Demand "Very Strong" in Nation's First Carbon Allowance Auction
Despite the market turmoil and liquidity concerns on Wall Street in recent weeks, the nation's first government-run auction of carbon dioxide emissions allowances met with "very strong demand," according to the coalition of ten states, the Regional Greenhouse Gas Initiate (RGGI), that is implementing a mandatory carbon dioxide cap-and-trade program in the Northeast and Mid-Atlantic United States. The next auction will take place on December 17, 2008.
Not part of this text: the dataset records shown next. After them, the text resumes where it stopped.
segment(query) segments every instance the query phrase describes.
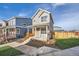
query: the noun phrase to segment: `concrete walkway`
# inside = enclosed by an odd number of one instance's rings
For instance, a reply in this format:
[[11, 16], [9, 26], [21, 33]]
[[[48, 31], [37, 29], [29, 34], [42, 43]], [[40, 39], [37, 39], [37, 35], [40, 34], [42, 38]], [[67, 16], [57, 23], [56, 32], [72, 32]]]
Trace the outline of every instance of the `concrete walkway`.
[[56, 56], [79, 56], [79, 46], [55, 52]]
[[26, 44], [26, 43], [28, 43], [30, 40], [31, 40], [31, 38], [32, 37], [30, 37], [30, 38], [28, 38], [28, 39], [26, 39], [24, 42], [22, 42], [22, 43], [19, 43], [19, 42], [11, 42], [11, 43], [7, 43], [7, 44], [2, 44], [2, 45], [0, 45], [0, 47], [4, 47], [4, 46], [11, 46], [11, 47], [18, 47], [18, 46], [21, 46], [21, 45], [24, 45], [24, 44]]
[[79, 56], [79, 46], [44, 54], [45, 56]]
[[79, 46], [60, 50], [50, 47], [35, 48], [32, 46], [23, 45], [17, 47], [16, 49], [25, 53], [25, 56], [79, 56]]
[[37, 55], [37, 48], [28, 46], [28, 45], [21, 45], [16, 47], [17, 50], [24, 53], [25, 56], [36, 56]]
[[36, 48], [28, 45], [21, 45], [19, 47], [16, 47], [16, 49], [23, 52], [24, 53], [23, 56], [37, 56], [37, 55], [42, 56], [44, 54], [48, 54], [51, 52], [53, 53], [53, 52], [60, 51], [60, 49], [51, 48], [47, 46]]

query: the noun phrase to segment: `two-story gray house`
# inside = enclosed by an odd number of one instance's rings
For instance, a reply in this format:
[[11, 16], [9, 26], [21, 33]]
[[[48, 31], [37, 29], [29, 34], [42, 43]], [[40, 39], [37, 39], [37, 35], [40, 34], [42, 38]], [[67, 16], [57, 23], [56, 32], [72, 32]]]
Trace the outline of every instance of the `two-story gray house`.
[[32, 16], [32, 30], [35, 33], [34, 39], [47, 41], [53, 38], [53, 24], [51, 13], [39, 8]]
[[6, 27], [6, 21], [0, 20], [0, 37], [4, 35], [5, 27]]
[[27, 32], [26, 26], [31, 25], [31, 19], [26, 17], [12, 17], [5, 28], [6, 38], [21, 38]]

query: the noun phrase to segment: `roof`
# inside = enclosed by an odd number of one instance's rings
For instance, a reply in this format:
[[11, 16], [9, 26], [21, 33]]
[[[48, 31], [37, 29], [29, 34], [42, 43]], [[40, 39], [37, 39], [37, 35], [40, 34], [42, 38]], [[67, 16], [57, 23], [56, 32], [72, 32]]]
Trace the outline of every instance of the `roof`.
[[33, 18], [38, 14], [38, 12], [39, 12], [40, 10], [42, 10], [43, 12], [48, 13], [48, 14], [50, 15], [51, 19], [52, 19], [52, 22], [54, 23], [51, 12], [49, 12], [49, 11], [47, 11], [47, 10], [45, 10], [45, 9], [41, 9], [41, 8], [39, 8], [39, 9], [36, 11], [36, 13], [31, 17], [31, 19], [33, 19]]
[[8, 20], [1, 20], [1, 19], [0, 19], [0, 22], [5, 22], [5, 23], [7, 23], [9, 20], [15, 19], [15, 18], [31, 19], [31, 18], [27, 18], [27, 17], [13, 16], [13, 17], [9, 18]]
[[59, 26], [54, 26], [54, 28], [62, 28], [62, 27], [59, 27]]
[[15, 19], [15, 18], [31, 19], [31, 18], [27, 18], [27, 17], [13, 16], [10, 19], [8, 19], [8, 21], [11, 20], [11, 19]]
[[59, 26], [54, 26], [54, 31], [64, 31], [64, 29], [62, 27], [59, 27]]
[[39, 8], [39, 9], [36, 11], [36, 13], [35, 13], [31, 18], [33, 19], [33, 18], [38, 14], [39, 11], [43, 11], [43, 12], [46, 12], [46, 13], [49, 13], [49, 14], [50, 14], [49, 11]]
On September 29, 2008, RGGI announced that its first carbon allowance auction had generated approximately $38 million in revenues for six of the ten RGGI states that participated in the auction"”Connecticut, Maine, Maryland, Massachusetts, Rhode Island, and Vermont. RGGI reported that the 59 participants represented diverse interests from across financial, energy, and environmental sectors. Demand was so strong that participants sought to purchase nearly four times the number of allowances available for sale at the auction. The price of allowances reflected this demand, with the 12,565,387 available allowances selling at a market clearing price of $3.07 per allowance. This figure is reported to be approximately 65 percent above RGGI's predetermined minimum floor price of $1.86, or 80 percent of the modeled 2009 allowance price.